The people have both the right and the responsibility to resolve the nation’s various challenges, including disruptions in the interpretations of religious texts in recent times.
A symposium themed “Religious and Cultural Relations in Indonesia”, held by Religious Affairs Minister Lukman Hakim Saifuddin in Yogyakarta last week and attended by many religious and cultural figures, concluded that real changes were necessary in all dimensions of the nation-state’s life.
These changes were necessary considering that these disruptions may potentially undermine and even destroy people’s religious beliefs and the ideal relations between these beliefs and the cultural and social realities these people face in their daily lives.
Historically, among communities in the archipelago, there have always been close links between religions and local cultures -- they are much like two sides of a coin. Our founding fathers confidently build the nation upon its people’s cultural diversity as is reflected in state ideology Pancasila. Everyone must unite to reach a singular goal, namely creating a just and prosperous society.
The people’s right to resolve disruptions in the interpretations of religious texts are coupled with the responsibility to resolve the nation’s challenges through prioritizing noble values. This was why the symposium urged religious and cultural figures to first understand and be able to resolve the disruptions within themselves.
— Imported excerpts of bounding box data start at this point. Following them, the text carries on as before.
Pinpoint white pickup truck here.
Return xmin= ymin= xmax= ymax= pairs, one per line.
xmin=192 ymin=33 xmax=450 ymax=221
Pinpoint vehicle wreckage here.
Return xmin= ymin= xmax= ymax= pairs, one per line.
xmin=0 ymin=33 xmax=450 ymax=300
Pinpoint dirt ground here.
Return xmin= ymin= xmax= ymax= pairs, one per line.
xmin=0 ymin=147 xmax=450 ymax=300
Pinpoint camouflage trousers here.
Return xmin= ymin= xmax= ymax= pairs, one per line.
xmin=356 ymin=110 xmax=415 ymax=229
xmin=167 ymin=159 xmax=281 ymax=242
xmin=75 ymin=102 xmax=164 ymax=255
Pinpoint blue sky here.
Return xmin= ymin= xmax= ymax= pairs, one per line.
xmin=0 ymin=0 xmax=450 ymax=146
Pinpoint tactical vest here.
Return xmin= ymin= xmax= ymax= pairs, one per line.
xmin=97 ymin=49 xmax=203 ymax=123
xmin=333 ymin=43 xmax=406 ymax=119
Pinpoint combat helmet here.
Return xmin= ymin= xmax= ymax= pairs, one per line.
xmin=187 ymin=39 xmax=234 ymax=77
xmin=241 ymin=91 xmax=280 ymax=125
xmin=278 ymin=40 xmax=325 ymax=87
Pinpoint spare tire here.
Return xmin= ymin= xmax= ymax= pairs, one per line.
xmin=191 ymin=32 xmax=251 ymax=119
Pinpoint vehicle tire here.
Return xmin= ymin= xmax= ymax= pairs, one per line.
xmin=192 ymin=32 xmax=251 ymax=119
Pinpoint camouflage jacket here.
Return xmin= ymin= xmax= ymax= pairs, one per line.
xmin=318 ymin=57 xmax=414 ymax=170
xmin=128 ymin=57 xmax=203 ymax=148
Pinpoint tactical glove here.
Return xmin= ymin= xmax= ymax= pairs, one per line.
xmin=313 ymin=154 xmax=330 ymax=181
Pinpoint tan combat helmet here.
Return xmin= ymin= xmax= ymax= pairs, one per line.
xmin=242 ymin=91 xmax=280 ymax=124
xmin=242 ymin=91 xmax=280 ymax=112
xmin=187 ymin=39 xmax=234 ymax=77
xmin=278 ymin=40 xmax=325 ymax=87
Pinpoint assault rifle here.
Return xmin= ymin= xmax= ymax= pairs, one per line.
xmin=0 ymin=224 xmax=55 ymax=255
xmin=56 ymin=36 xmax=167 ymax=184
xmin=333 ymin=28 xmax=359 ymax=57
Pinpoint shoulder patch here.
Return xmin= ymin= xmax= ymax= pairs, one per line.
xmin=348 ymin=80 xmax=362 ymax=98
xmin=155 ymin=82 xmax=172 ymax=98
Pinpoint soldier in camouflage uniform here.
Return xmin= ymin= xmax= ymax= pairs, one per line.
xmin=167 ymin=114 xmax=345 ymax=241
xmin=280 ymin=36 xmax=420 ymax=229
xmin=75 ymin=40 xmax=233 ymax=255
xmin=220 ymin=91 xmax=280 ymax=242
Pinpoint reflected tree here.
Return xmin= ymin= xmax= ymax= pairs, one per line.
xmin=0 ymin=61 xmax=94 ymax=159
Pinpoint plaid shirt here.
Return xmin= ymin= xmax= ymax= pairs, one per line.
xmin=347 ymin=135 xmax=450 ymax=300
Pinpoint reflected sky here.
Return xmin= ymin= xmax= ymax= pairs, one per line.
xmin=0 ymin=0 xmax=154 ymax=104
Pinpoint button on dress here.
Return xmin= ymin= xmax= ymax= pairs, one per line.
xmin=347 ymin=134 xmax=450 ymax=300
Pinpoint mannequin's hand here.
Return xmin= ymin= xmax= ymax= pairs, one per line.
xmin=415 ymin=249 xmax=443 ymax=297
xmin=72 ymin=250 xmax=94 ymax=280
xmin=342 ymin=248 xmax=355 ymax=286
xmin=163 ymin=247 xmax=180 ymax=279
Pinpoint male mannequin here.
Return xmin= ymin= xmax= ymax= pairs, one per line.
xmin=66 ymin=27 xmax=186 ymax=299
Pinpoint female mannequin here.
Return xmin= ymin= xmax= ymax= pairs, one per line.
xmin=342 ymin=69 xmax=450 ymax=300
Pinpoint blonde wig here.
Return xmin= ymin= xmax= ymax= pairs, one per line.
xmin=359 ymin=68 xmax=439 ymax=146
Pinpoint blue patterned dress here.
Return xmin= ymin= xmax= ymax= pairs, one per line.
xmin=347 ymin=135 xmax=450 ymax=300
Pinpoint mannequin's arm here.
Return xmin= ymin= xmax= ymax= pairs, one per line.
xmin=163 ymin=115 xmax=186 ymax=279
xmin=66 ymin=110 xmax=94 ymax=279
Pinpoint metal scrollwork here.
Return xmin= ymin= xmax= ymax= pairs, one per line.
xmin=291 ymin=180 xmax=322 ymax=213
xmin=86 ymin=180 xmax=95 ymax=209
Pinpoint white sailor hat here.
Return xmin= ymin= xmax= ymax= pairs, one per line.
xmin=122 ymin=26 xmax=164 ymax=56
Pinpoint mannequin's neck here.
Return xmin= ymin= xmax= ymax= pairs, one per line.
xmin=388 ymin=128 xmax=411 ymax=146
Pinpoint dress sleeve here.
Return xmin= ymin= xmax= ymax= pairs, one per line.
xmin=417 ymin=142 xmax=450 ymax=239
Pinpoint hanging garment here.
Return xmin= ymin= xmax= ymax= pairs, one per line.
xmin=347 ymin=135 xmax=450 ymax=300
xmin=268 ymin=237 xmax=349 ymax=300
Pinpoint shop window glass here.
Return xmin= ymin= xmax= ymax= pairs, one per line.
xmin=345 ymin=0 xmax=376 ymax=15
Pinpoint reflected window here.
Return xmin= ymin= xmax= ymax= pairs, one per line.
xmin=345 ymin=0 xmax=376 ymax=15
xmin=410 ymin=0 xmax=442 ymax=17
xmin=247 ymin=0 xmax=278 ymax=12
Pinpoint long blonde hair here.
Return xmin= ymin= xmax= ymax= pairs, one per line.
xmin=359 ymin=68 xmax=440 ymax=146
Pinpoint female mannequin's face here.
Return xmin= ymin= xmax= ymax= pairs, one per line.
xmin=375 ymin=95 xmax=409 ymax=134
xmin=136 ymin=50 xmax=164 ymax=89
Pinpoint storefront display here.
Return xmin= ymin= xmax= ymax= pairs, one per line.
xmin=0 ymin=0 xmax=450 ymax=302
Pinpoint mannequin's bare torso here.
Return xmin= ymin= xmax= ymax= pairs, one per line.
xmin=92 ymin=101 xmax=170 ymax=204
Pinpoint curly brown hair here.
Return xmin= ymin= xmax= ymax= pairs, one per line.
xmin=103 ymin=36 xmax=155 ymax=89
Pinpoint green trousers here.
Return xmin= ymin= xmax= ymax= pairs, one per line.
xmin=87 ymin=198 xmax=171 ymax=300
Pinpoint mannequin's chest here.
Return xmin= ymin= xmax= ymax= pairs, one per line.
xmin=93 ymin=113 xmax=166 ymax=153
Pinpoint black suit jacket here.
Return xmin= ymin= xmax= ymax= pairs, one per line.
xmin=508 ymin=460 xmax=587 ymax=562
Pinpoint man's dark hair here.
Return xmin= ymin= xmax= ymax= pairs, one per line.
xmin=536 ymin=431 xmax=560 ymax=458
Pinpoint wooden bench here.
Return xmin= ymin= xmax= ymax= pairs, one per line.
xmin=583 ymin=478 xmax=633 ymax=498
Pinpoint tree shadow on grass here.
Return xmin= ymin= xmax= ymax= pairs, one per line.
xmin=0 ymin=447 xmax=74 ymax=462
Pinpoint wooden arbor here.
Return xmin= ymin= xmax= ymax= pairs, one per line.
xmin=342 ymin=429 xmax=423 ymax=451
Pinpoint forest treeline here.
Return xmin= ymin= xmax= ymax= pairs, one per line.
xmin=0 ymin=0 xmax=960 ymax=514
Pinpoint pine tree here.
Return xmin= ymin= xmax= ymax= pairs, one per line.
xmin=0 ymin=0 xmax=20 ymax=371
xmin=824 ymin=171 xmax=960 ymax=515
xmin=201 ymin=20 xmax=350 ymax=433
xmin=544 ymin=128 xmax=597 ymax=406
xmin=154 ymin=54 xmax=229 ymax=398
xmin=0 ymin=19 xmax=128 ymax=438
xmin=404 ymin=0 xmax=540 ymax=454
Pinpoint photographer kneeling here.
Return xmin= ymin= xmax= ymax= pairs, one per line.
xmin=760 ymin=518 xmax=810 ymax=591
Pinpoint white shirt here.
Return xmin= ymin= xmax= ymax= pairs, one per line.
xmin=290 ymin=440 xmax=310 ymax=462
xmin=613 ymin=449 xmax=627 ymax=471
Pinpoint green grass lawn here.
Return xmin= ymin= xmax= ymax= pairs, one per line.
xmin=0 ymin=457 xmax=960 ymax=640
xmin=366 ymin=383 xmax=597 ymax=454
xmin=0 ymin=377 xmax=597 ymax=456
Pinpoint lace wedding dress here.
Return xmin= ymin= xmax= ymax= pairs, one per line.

Everyone must also be together in resolving these disruptions by prioritizing the noble values espoused by our forebears, including honesty, patience, gratitude, equality, recognition of our diversity, mutual assistance, discipline, responsibility, independence, propriety, compassion and openness.
It was agreed upon to, first and foremost, ask families to teach such social and spiritual virtues at home as the nation’s smallest unit. The state was urged to create a collective narrative on what Indonesia is, where it comes from and where it is heading.
As disruption caused by globalization has affected our people, who have always been diverse, the big question that we face is how to strengthen our cohesion in the face of both internal and external challenges.
In order to strengthen our national cohesion, we need to foster a sense of being one nation with one collective goal. In order to determine who we are and where we are heading, we already have agreed-upon foundations, namely Pancasila and the 1945 Constitution. Therefore, it is not an exaggeration for the cultural consensus in Yogyakarta to request the government to foster a collective narrative as the nation’s common foundation.
We urgently need to ground a collective identity, a mutual understanding and respect of our collective norms, a mutual trust, cooperation, mutual respect and to ground practices that ensure the creation of a just and prosperous society.